Political Music Under Biden
For me, the most memorable part of Barack Obama’s first inauguration wasn’t the cold or the TV wheeled into the classroom or the flubbed administration of the oath of office or the supergroup of Gabriela Montero, Anthony McGill, Yo-Yo Ma, and Itzhak Perlman taking the inaugural ceremony on a Thanksgiving detour. Somehow, the most memorable part of the day came on the back of the bus, when I overheard a classmate express unfiltered joy at the prospect of going shopping in Obama’s America—his ascendancy to the office of the presidency had apparently fixed the economy in mere hours, and that meant sales and discounts for everyone. I silently mocked the student, not believing they could possibly be that naïve about the office and powers of the presidency. In my self-righteousness, I was way too pleased with myself for knowing that adults didn’t think that about the president.
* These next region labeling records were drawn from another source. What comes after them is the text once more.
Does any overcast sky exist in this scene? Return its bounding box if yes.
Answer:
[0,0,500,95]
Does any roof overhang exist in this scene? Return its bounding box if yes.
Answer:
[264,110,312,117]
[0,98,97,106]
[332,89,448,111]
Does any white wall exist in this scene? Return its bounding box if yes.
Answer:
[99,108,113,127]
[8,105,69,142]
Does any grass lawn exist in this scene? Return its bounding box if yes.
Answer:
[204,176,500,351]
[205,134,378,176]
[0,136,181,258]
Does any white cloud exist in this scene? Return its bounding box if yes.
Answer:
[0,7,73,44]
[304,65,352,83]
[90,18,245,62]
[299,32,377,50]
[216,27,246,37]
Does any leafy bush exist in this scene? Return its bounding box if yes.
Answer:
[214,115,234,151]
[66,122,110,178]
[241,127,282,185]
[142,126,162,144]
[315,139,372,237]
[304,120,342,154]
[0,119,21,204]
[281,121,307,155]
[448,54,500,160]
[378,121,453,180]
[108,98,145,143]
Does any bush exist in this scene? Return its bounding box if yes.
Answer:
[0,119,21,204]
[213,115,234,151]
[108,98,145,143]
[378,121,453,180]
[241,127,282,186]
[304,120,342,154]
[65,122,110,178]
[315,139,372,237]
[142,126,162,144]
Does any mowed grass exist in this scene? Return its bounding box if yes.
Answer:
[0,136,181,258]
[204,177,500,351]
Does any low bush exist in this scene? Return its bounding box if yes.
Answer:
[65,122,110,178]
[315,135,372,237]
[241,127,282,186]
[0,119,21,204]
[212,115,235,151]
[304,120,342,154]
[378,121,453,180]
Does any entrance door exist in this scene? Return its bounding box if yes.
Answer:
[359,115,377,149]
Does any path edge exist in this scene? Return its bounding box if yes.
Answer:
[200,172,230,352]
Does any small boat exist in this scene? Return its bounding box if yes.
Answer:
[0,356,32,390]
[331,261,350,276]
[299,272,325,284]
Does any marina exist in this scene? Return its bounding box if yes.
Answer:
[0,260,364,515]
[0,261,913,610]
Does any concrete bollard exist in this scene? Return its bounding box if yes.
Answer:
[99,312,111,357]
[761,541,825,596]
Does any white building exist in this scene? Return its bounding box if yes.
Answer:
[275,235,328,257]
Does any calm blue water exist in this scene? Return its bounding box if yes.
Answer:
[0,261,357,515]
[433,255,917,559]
They—we—knew better. And then: November 7, 2020.
Technically, the season finale of “United States Presidential Election, 2020” aired on Tuesday, November 3. But, as expected, we got hundreds of hours of bonus content and director’s commentary: essays, digital cartography seminars, the occasional speech, a Charlemagne tha God guest appearance. It all came to a head that Saturday, though, when outlets called the election for the Biden-Harris ticket. I was in Brooklyn at the time, and New York came alive in joyous din. So I donned a mask and grabbed a microphone and wandered outside to explore this suddenly social city.
Make no mistake: Many celebrations were rooted less in a Biden victory and more in a Trump eviction. But when I looked around, I beheld white folks banging out on noisemakers, dancing the cha-cha slide, and otherwise putting the values of white liberalism on full display. And I realized that, despite Representative Alexandria Ocasio-Cortez’s warning, these grown-ass adults were excited about going back to brunch.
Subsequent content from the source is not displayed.